Au niveau de la législation, le marché des 0-days a aussi évolué cette année. Le Bureau de l’Industrie et de la Sécurité américain (BHS) a proposé une transposition dans la loi américaine de l’évolution de l’arrangement de Wassenaar de décembre 2013 : en plus des logiciels d’intrusion et de communication ajoutés dans cette nouvelle version de l’arrangement, les Etats-Unis y ont joint la recherche et l’exploitation de vulnérabilités 0-days. Un fort levé de boucliers de la communauté a poussé la BHS à réfléchir à une nouvelle transposition de l’arrangement de Wassenaar, malgré que déjà plus de 30 états américains appliquent cette règle.
Le métier de Bug Bounty a aussi évolué cette année dans sa professionnalisation. En plus de nombreuses plateformes (HackerOne, BugCrowd ou encore FireBounty), les primes pour la découverte d’une vulnérabilité ont considérablement augmentés et les sociétés sont de plus en plus hétérogènes.

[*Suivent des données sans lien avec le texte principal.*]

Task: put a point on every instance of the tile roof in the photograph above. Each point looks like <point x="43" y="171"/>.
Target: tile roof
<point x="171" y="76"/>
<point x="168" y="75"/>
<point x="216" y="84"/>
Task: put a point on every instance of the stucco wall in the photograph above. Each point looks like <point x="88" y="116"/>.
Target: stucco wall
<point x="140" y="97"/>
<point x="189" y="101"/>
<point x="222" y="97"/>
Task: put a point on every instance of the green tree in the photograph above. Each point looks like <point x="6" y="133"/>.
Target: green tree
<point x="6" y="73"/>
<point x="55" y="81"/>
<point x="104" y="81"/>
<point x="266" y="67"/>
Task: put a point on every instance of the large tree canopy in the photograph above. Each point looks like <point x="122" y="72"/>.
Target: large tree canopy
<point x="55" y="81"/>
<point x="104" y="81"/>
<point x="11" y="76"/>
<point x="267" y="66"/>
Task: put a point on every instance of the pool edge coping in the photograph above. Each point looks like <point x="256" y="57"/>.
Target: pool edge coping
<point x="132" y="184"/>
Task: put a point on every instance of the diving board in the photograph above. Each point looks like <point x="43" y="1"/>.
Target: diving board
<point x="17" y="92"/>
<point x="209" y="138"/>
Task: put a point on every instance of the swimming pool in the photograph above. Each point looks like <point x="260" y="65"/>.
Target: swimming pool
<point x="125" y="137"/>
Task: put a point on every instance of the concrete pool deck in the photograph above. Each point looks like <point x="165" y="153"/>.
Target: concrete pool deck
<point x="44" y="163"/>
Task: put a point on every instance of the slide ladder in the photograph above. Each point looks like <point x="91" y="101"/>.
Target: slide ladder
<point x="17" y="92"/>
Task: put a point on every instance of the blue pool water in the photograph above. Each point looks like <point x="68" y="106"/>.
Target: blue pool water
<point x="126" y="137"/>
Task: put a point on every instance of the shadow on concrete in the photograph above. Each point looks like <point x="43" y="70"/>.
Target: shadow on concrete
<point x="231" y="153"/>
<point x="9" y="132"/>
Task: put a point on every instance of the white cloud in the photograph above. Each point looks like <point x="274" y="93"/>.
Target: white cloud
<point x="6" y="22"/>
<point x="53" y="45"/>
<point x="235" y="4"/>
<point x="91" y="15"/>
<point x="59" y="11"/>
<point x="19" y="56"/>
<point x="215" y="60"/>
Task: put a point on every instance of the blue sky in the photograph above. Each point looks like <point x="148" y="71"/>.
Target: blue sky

Les récompenses se diversifient aussi, jusqu’à proposer des points Miles pour United Airlines. Enfin, avec l’apparition de Zerodium, un nouveau modèle de grossiste est apparu, avec une tarification claire et des primes très élevés pour des demandes très précises.
Cyber-diplomatie : Chine, Etats-Unis mais pas seulement
Loïc Guezo, Cybersecurity Strategist – Trend Micro
L’Internet est-il devenu le nouvel espace de confrontation des pouvoirs ? Loïc Guezo rappelle que « Depuis sa création en 1998 l’ICANN était par construction sous dominance américaine. Mais les dernières années ont vu cette position très challengée, notamment par la Chine. En 2013 », poursuit-il, « suite aux premières révélations Snowden sur la surveillance de masse effectuée par la NSA, le monde entier, prenant conscience de sa dépendance d’un Internet gouverné de facto par les Etats-Unis, a exprimé sa perte de confiance dans les systèmes de gouvernance actuels et une volonté forte de les rééquilibrer, au profit de tous, dans le manifeste de Montevideo sur le futur de la coopération Internet ».
Concernant les rapports Etats-Unis/Chine, on doit noter la part grandissante des aspects cyber dans toutes les dernières réunions bilatérales diplomatiques de l’année 2015, mais aussi, multilatérale, comme en marge de la COP21 de Paris. Il précise que « si l’on parle désormais favorablement de cyber-diplomatie, il ne faut pas oublier que le cyber est désormais partie prenante de tous les conflits ou confrontation géopolitique, notamment des attaques ciblées gouvernementales ».
Le cas récent de piratage de l’Office de Gestion du Personnel américain (OPM), rendu public en juillet 2015 et attribué par les Etats-Unis à la Chine, a servi de fil rouge à cette démonstration. « Face à l’ampleur d’un piratage, qui concerne les données personnelles de plus de 20 millions d’agents du gouvernement américain, dont des entretiens classifiés pour l’obtention de postes sensibles liés à la sécurité nationale, ou des relevés d’empreintes digitales – ce qui est inédit – les Etats-Unis et la Chine se sont retrouvés autour d’une table pour négocier et sortir par le haut en annonçant avoir trouvé un terrain d’entente : arrestations de hackers en Chine, définition de lignes de bonne conduite sur le commerce… en termes très diplomatiques ».